What might it be like? As I looked around the family home, a small Victorian villa, I imagined a place equipped with space-age appliances – but no car, as we’d all travel by hoverbus. We could eat powdered protein, like astronauts. I would have silver hair. Concerts would be performed by tiny holographic pop stars; playing in the palms of our hands – replicas of the real thing, performing just for you. As I used my best felt-tipped pens to illustrate my project I wondered what job I would have. Dr Who‘s assistant? Pan’s People dancer? Stylophone player? The possibilities were boundless.
The millennium came and went. Nearly two more decades have passed – over forty years since I worked on that project. My 1970s version of this post-millennial fantasy future came flooding back to me last weekend, prompted by the discovery that Showaddywaddy was still going strong – live on stage at Shanklin Theatre. The next day I found myself back in Shankers at a private shindig, where I broke from the buffet for a moment to whip out my smartphone and film the party’s entertainment – a Beatles tribute act. Playing it back, I watched the facsimile Fab Four – tiny light-rendered figures in my outstretched hand. Just call me Nostradamus!

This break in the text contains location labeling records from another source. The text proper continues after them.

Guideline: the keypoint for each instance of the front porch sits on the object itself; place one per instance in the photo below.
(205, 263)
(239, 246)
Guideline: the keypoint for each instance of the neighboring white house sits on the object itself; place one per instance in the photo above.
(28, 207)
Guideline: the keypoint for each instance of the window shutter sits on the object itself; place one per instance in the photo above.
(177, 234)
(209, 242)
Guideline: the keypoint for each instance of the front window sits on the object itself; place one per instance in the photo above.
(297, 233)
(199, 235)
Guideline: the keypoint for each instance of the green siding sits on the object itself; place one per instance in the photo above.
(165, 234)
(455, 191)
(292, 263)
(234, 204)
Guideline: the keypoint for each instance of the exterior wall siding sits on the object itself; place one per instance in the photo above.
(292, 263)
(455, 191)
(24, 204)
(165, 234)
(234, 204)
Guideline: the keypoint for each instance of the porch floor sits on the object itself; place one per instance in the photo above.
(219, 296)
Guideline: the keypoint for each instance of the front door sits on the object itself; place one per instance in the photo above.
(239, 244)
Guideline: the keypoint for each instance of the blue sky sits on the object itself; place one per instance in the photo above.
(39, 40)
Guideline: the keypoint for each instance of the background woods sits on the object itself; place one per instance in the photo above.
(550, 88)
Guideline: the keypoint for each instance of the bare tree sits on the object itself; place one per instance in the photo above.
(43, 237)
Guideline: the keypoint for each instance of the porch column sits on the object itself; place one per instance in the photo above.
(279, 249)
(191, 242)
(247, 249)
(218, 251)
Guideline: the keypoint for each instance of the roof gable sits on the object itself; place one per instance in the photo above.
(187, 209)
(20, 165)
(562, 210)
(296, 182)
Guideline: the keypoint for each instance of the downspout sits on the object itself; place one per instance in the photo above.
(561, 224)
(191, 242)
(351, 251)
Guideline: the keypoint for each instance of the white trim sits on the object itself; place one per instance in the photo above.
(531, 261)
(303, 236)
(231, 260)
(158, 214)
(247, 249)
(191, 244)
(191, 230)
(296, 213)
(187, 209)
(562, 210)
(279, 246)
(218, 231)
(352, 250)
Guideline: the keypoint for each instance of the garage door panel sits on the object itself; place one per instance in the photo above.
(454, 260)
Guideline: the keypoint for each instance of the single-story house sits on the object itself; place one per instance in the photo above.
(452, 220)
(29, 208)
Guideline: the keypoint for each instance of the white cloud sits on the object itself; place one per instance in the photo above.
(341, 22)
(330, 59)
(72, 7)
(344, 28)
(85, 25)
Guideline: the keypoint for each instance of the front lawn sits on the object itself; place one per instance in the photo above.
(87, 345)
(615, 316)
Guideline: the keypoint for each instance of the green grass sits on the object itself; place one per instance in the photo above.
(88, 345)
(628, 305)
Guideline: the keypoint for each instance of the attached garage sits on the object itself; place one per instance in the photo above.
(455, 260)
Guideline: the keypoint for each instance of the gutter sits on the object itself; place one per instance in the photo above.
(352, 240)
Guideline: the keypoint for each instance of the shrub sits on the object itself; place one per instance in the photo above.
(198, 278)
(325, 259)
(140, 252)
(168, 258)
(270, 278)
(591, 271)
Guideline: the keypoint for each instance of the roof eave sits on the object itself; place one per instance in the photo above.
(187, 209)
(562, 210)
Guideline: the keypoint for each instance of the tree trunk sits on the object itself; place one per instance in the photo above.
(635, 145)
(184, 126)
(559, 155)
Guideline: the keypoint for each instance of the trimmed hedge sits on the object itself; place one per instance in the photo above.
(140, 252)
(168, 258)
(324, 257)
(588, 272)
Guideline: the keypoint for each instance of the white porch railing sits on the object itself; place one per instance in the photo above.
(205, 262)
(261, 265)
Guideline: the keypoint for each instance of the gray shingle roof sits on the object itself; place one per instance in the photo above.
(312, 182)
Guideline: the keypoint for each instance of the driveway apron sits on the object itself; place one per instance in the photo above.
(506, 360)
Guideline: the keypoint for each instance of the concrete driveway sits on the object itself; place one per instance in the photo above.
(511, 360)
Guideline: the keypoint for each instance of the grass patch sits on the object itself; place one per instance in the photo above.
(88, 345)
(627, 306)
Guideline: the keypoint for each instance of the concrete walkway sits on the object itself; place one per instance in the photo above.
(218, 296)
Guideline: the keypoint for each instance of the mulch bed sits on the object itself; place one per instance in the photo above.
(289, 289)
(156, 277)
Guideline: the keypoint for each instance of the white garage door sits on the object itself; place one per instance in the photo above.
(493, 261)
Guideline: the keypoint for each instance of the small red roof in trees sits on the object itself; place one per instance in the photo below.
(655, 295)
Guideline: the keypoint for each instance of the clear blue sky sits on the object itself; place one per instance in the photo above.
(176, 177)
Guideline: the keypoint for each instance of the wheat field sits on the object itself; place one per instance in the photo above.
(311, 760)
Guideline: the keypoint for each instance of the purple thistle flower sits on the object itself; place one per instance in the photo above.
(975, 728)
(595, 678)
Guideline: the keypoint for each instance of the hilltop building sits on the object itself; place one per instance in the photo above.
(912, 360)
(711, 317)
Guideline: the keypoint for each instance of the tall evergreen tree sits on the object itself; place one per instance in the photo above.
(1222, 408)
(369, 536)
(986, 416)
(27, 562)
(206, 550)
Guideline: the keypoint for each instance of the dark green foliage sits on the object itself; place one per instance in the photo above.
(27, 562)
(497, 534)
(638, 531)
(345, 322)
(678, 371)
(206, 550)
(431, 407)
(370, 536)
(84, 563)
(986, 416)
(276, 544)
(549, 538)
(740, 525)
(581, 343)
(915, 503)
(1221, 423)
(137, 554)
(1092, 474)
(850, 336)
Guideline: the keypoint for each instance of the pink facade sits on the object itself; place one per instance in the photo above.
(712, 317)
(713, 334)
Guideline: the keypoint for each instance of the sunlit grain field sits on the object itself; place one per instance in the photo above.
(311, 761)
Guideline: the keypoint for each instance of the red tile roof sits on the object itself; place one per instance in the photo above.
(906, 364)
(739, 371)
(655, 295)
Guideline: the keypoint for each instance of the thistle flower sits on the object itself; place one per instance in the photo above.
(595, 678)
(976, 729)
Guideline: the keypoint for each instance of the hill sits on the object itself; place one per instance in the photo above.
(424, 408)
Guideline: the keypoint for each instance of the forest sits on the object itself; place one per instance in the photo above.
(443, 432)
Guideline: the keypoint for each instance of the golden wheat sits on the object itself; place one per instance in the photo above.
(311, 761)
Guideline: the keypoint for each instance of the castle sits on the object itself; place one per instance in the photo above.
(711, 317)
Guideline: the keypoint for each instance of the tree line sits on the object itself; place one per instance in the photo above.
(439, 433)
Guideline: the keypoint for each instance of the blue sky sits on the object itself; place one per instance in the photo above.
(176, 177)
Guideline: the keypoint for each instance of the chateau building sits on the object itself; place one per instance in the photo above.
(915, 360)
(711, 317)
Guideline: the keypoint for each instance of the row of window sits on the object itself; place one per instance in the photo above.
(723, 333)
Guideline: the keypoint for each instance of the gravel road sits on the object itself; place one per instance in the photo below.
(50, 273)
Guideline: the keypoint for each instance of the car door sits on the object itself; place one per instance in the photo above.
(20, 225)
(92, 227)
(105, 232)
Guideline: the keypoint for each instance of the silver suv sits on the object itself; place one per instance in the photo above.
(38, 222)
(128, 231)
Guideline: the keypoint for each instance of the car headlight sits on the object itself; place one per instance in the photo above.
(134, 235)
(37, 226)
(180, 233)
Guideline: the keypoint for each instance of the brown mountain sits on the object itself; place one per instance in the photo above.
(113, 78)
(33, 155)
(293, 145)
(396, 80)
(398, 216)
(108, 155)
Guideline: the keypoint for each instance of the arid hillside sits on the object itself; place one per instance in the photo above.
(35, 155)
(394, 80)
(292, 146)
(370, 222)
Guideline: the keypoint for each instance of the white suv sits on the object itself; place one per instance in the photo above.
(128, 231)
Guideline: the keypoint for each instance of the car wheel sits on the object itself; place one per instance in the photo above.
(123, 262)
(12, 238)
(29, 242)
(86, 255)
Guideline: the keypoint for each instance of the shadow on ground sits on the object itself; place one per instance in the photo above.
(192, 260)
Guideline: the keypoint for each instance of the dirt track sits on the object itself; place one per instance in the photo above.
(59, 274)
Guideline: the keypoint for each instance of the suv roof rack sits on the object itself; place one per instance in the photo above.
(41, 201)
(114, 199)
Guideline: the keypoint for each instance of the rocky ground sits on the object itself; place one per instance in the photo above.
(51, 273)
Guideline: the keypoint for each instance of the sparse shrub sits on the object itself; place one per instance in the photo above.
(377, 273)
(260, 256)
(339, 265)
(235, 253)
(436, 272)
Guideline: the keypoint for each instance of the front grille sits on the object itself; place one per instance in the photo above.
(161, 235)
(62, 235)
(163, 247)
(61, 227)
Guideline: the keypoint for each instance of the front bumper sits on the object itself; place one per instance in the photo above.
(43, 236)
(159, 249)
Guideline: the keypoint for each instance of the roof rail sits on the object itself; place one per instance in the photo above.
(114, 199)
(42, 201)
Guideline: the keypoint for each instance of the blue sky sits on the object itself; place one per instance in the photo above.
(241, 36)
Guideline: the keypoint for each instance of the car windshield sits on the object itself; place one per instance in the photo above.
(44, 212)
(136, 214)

I still live in a Victorian villa – no automated pod home for me. My hair is silver, but that is more to do with the ravages of time than any ultramodern style statement. There’s a hoverbus, but it’s not quite as futuristic as its name suggests. My felt-tips may be virtual, but I continue to spend my days colouring-in (although now I do it for money!)
Uncannily, at last Sunday’s Garlic Festival, I stood in a blustery field with hundreds of other people singing along to The Wurzels – and it was 1976 all over again.
This article first appeared in print in the Isle of Wight County Press on 24 August 2018.